Imports from India rose by 13.6 per cent as compared to a growth of 22.8 per cent during the same period of the last fiscal year. Likewise, imports from other countries soared by 23.1 per cent against a decline by 16.8 per cent during the same period of the last fiscal, the central bank said, adding that the increase in the import growth led to a slight reduction in the export to import ratio to 16 per cent from 16.1 per cent a year back.
However, the overall Balance of Payment (BoP) recorded its highest ever surplus of Rs 113.22 billion during the 11 months of fiscal year 2011-12 due to current account surplus of Rs 61.56 billion and substantial rise in the growth of remittance and the improvement in the service account.
"Net service account witnessed a surplus of Rs 14.23 billion in contrast to a deficit of Rs 8.69 billion during the same period of the last fiscal year," it said, adding that under services, tourism income rose by 25.5 per cent.
Net transfers registered a growth of 35.2 per cent to Rs 377.1 billion as compared to that of a year back. Under transfers, workers' remittance surged by 39.6 per cent to Rs 320.38 billion as compared to a growth of 10.1 per cent during the same period of the last fiscal year.
Likewise, under the financial account, foreign direct investment of Rs 8.1 billion was recorded against Rs 6.1 billion during the same period a year ago.
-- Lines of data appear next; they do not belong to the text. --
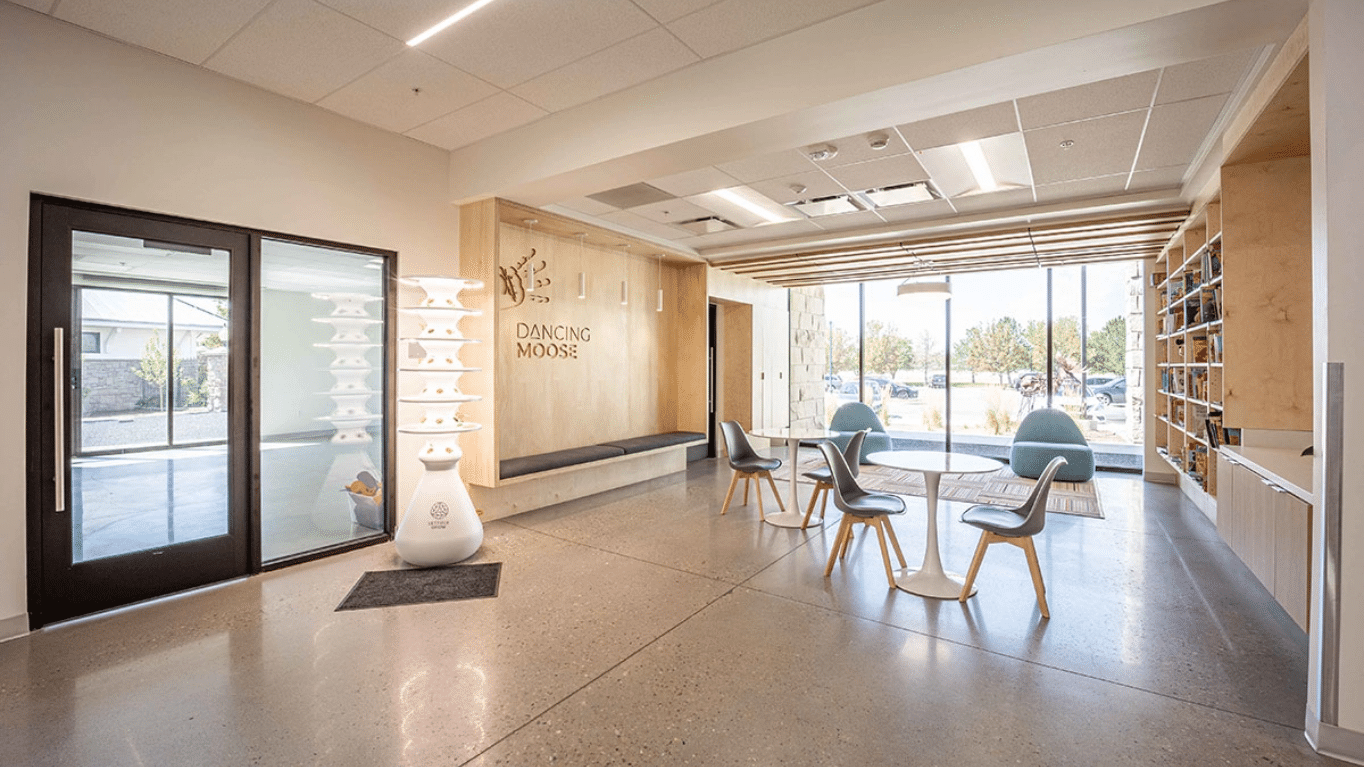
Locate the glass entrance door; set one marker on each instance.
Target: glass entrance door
(141, 441)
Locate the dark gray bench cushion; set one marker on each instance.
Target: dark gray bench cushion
(558, 459)
(655, 441)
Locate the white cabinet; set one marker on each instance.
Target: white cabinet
(1269, 527)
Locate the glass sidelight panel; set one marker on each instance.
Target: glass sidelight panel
(150, 320)
(322, 380)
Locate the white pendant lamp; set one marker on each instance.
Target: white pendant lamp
(935, 290)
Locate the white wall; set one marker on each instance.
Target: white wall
(87, 118)
(1337, 280)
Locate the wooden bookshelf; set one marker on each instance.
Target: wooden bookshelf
(1188, 352)
(1233, 315)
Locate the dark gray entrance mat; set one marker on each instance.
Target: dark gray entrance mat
(385, 588)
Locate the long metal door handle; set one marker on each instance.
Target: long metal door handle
(59, 415)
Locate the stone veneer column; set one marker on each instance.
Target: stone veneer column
(809, 345)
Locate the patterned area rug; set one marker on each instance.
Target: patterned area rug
(1001, 487)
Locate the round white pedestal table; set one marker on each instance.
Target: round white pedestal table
(930, 580)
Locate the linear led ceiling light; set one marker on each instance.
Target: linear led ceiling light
(771, 213)
(467, 11)
(980, 168)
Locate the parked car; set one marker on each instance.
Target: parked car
(899, 391)
(1113, 392)
(849, 393)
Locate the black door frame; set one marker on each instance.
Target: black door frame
(126, 579)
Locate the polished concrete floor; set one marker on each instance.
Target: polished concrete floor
(643, 628)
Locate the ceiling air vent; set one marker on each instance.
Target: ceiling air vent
(825, 205)
(708, 225)
(900, 194)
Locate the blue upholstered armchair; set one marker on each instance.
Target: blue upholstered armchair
(1046, 434)
(854, 416)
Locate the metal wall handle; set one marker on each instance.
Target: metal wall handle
(59, 415)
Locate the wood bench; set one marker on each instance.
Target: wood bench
(534, 482)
The gross foreign exchange reserves surged by 56.9 per cent to Rs 427.01 billion in mid-June 2012. On the basis of the trend of imports, the current level of reserves is sufficient for financing merchandise imports for 11.4 months, and merchandise and service imports for 10.1 months, the central bank added.


Price continues to increase
KATHMANDU: The year-on-year inflation as measured by the consumer price index increased by 9.9 per cent in mid-June 2012 as compared to 8.8 per cent in the same period of the last fiscal year. The indices of food and beverage group and non-food and services group both increased by 9.9 per cent against an increase of 14.3 per cent and 4.3 per cent, respectively in the same period of last fiscal year. While the year-on-year rate of inflation in mid-May was 8.7 per cent, there was additional pressure on consumer price in mid-June 2012 due to the adverse impact on supply arising from the strikes and bandhs as well as the increase in the price of imported commodities because of the significant weakening of the Nepali rupee. As a result, the average inflation rate for the first 11 months has increased to eight per cent.